The Flying Ridge of Clouds is Thinning
— Не сердитесь, — сказала она, — а только ничего не получится.
Он пожевал губами и посмотрел на нее серьезно, прекрасно посмотрел, и у нее опять случился приступ нежности к нему, и еще — приступ отчаяния.
— Я не думал, что здесь что-нибудь может не получаться, — сказал он, и она, уже слышавшую эту фразу (или примерно эту), раз, наверное, восемьсот, улыбнулась и сказала:
— А вот поди ж ты.
Они пошли вдоль облака, и он все время жевал ртом и делал руками так, как будто пытался что-то загрести, сгрести в одну кучу, и потом, может, сложить в правильном порядке, но ничего, конечно, не сложится.
— Давайте я вам объясню, — сказала она. — Только вы пообещайте не смеяться.
Он посмотрел на нее все так же — исподлобья, — и она сказала:
— Просто есть одна песня. Мой сын был очень расстроен, — ну, тогда. И хотел что-нибудь сделать. И он попросил, чтобы в церкви сыграли одну песню, и сказал: «Теперь эта песня, где бы она ни играла, всегда будет играть для тебя».
Они повернули и пошли вдоль ветра, и она вела по этому ветру рукой, как ребенок ведет рукой в варежке по нетронутому снегу, лежащему на парапете.

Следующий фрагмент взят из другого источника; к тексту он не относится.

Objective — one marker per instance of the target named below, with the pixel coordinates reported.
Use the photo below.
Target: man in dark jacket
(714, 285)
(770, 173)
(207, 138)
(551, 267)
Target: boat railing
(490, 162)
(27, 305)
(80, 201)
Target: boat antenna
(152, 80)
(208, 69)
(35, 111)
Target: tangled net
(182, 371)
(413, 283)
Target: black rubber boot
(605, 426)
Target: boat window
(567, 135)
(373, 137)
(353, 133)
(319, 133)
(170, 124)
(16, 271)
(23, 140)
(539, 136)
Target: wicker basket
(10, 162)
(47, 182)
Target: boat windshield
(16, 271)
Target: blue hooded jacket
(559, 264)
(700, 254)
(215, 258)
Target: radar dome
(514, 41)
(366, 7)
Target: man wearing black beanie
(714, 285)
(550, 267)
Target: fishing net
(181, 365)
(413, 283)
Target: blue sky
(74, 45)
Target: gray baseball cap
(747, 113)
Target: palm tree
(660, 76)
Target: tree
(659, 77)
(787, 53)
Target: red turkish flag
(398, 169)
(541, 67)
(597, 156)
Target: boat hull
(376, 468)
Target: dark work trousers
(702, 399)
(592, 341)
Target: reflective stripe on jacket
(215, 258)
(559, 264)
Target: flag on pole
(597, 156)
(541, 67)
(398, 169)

— И что, — спросил он, — играет?
— Иногда играет, — сказала она.
Просто — вдруг что
Т.-Т.
Он сказал, что им надо поговорить, но только они не могут говорить ни у него дома, ни у нее дома, ни у него в кабинете, ни в курилке ее никчемной работы, вообще нигде, где есть уши или даже стены. Было почти минус тридцать, они добежали до круглосуточной аптеки, и там, теребя хрустящий целлофановый пакет с цветастым клеенчатым монстром для ванны, он сказал ей, что она не должна верить ничему, что ей могут о нем рассказать в ближайшие дни, вообще ничему. «Даже не так», — сказал он, заламывая монстру полосатую щупальце, — «Верьте, чему захотите, просто пообещайте мне: если что — вы дадите мне всё объяснить вам самому. Вы придете и спросите меня, и я вам сам все объясню, а потом, если хотите, верьте. Если уж я не смог объяснить, то тогда уж все плохо, тогда верьте».

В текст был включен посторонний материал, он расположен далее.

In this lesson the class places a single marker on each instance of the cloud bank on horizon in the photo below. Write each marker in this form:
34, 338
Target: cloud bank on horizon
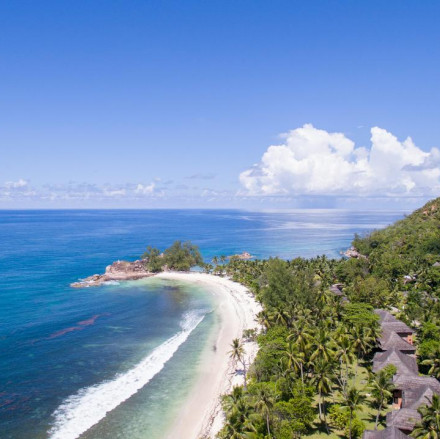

— Господи, — сказала она, — Да что же такое? — и потянула к себе пакет, не выдерживая вида этих извивающихся под пыткой щупалец, ломкого хруста, обнажающихся белых ниток внутри швов, — но он не уступил, вцепился в пакет намертво. — Кто мне может что? Что за мистика? Что такое?

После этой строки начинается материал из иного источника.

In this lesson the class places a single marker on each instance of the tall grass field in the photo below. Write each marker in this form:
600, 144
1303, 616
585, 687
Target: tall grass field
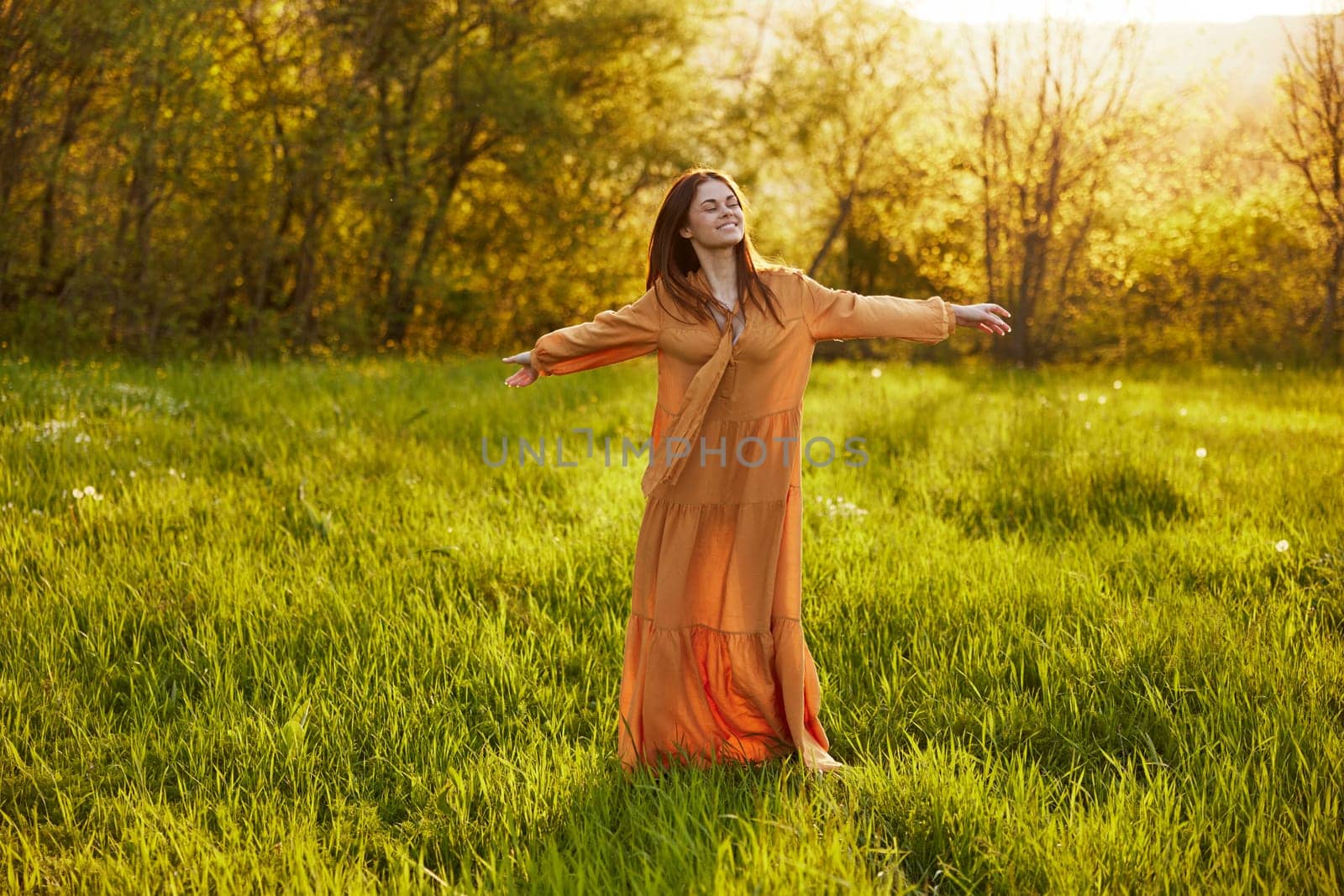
286, 627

— Может, может, — сказал он.
— Хорошо, — сказала она и снова дернула пакет на себя, — Хорошо, только скажите мне, ради Бога, — Вам что-нибудь грозит? Вам что-нибудь может грозить? У Вас могут быть неприятности? Что? Что-то случится?
Тут он вдруг посмотрел на нее, как будто и вправду только сейчас начал просчитывать варианты. Потом сунул палец под лопнувший целлофан и почесал монстра за ухом.
— Да нет, — сказал он, — нет, конечно, нет. Конечно, ничего не случится.